Отсылая к доминирующим параметрам научной карьеры позднесоветского периода, следует уточнить смысл сближения в ней академического и бюрократического. Для этого нужно не упускать из виду, что в СССР 1950–1980-х годов академическая деятельность – это государственная служба, регламентируемая требованиями лояльности непосредственному и высшему начальству. Буквальным выражением такой лояльности в конечной профессиональной продукции служат пресловутые цитаты из решений последнего съезда КПСС в начале статей и в предисловиях монографий. За этим наиболее очевидным внешним слоем скрыт целый спектр практик бюрократической лояльности, начиная с координации выборов в действительные члены Академии наук отделами науки и идеологии ЦК КПСС, включая согласование будущих публикаций с Первыми отделами научных институтов, заканчивая обязательной для рядовых сотрудников «общественной нагрузкой». На деле «тоталитарный режим», образ которого до сих пор преследует российские и зарубежные исследования по истории науки, воспроизводится в позднесоветский период в форме бюрократического сверхпредставительства, т. е. рутинной кодификации самых различных профессиональных практик в соответствии с критериями государственной службы. При этом в разных научных дисциплинах и внутридисциплинарных секторах эта господствующая модель реализуется и отчасти переопределяется различным образом, в зависимости от степени их интеллектуальной автономии.

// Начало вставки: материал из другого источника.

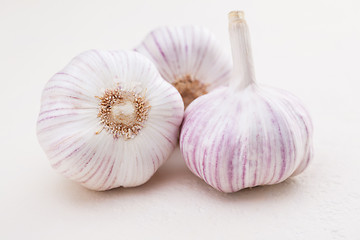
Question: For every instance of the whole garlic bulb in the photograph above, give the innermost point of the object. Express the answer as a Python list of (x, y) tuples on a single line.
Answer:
[(108, 119), (246, 134), (189, 57)]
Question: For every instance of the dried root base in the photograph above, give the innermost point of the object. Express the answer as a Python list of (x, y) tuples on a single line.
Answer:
[(190, 89), (122, 113)]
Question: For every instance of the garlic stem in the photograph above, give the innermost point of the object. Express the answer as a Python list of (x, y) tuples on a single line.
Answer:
[(243, 67)]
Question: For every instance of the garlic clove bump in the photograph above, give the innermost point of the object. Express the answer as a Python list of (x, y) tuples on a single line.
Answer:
[(246, 134), (188, 57)]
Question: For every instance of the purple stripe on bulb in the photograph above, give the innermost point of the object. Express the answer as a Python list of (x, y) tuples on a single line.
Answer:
[(58, 116)]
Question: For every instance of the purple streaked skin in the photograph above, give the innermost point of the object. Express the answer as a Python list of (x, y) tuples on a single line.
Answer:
[(245, 135), (274, 168), (73, 136), (187, 51)]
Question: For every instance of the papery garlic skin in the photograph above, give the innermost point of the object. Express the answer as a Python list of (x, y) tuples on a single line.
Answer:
[(73, 136), (257, 137), (246, 135), (189, 57)]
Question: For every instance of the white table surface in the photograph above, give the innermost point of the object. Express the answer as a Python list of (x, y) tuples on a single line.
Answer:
[(310, 48)]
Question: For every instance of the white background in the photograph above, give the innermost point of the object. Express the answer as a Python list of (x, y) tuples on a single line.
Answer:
[(310, 48)]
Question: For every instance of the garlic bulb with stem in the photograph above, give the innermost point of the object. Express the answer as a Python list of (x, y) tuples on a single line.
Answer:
[(188, 57), (108, 119), (246, 134)]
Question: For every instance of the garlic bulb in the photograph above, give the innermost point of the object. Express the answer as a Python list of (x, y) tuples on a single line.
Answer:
[(246, 134), (189, 57), (108, 119)]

В академической системе на интеллектуальную автономию успешно претендуют не только «практически необходимые» дисциплины, подобные физике элементарных частиц или органической химии, помимо прочего, сохраняющие тесную связь с институциональными (коллегиальными) образцами дореволюционного периода и «буржуазной науки» 1920–1930-х[714]. Сходные элементы можно обнаружить в советской медиевистике, также сохраняющей элементы дореволюционной научной школы. Здесь практика коллегиальной оценки научных результатов, происходящая, помимо прочего, на заседаниях ученых советов, интериоризирована в форме групповой интеллектуальной самоцензуры[715], которая если и не предполагает открытой критики официозных схем, то вводит им своего рода техническую альтернативу: практику скрупулезной работы с источниками, освоение нескольких иностранных языков, сверхинвестиции в монографии. Подобная самодисциплина обеспечивает право на вход в профессию и позволяет технически делегитимировать носителей более «легковесных», непосредственно политических суждений. Превращение источников в предмет своеобразного профессионального культа, который разворачивается на фоне рисков потери работы за нелояльность и выверенных игр с официальным языком, делает «директивы вождя» факультативным условием научного состязания[716].